I know there is no arguing taste (unless you have your own blog), but at some point you have to ask the question; what is wine for? Is it just another alternative to vodka on the rocks, another alcohol delivery system, or is it a food and a part of the dining experience? Even vodka lovers rarely drink their favorite with meals, instead consuming when it can do that thing it does so well without undo interference. Wine will never deliver a buzz as quickly or as powerfully as vodka and a big glass of Absolut on the rocks will never be the ultimate companion to fine food.

It may be an Absolut world, but hopefully wine will remain one of the food groups.


Reader Comments (4)

I remember when I was a rep, one of my customers was a family-owned gourmet grocery, and the son told me he didn't "get it" about why anyone would pay $20 for a bottle with 12% alcohol if you could pay $15 for a bottle with 40% alcohol. He really lovingly cared for the wine display, ironically.

I agree with you, Craig: wine is a food group! (And I really dislike high-alcohol pinot noir!)
September 26, 2007 | Unregistered CommenterWine Scamp
To me the a bottle of wine is pushed to its limits with a meal and must always be enjoyed with food. Drinking $100 pinot without a meal is like buying a ferrari and only driving it a couple miles back and forth from work!! Also, I am sure those people slurrped that Pinot down like a Cold coke on a Hot day! The best advice about drinking wine I was even give was

"There are no taste buds in your throat" Cheers!
September 26, 2007 | Unregistered CommenterKevin Lewis
Wine Scamp, I agree there is no wine that is destroyed more by high alcohol than pinot noir.

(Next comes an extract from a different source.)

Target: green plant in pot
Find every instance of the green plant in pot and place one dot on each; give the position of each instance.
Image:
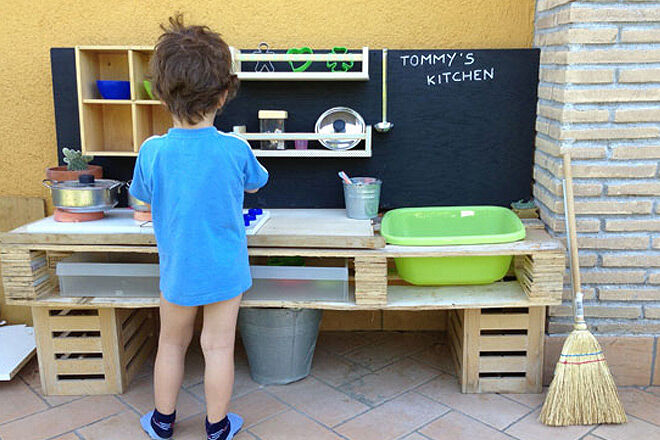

Keven, you're right, they gulped not tasted and indeed there are no taste buds in your throat!
September 27, 2007 | Unregistered CommenterCraig Camp
There are food wines and then there are cocktail wines. It's too bad wine critics, restaurants, wineries, and others in the trade aren't more transparent about the alcohol content in wine. Sure, it's on the bottle, but how many times has a wine sounded interesting in a menu, column or on a blog, only to discover it's 14+% alcohol? There are critics who rant about rising alcohol levels, but few, if any, are willing to call out % in their reviews. Why is that?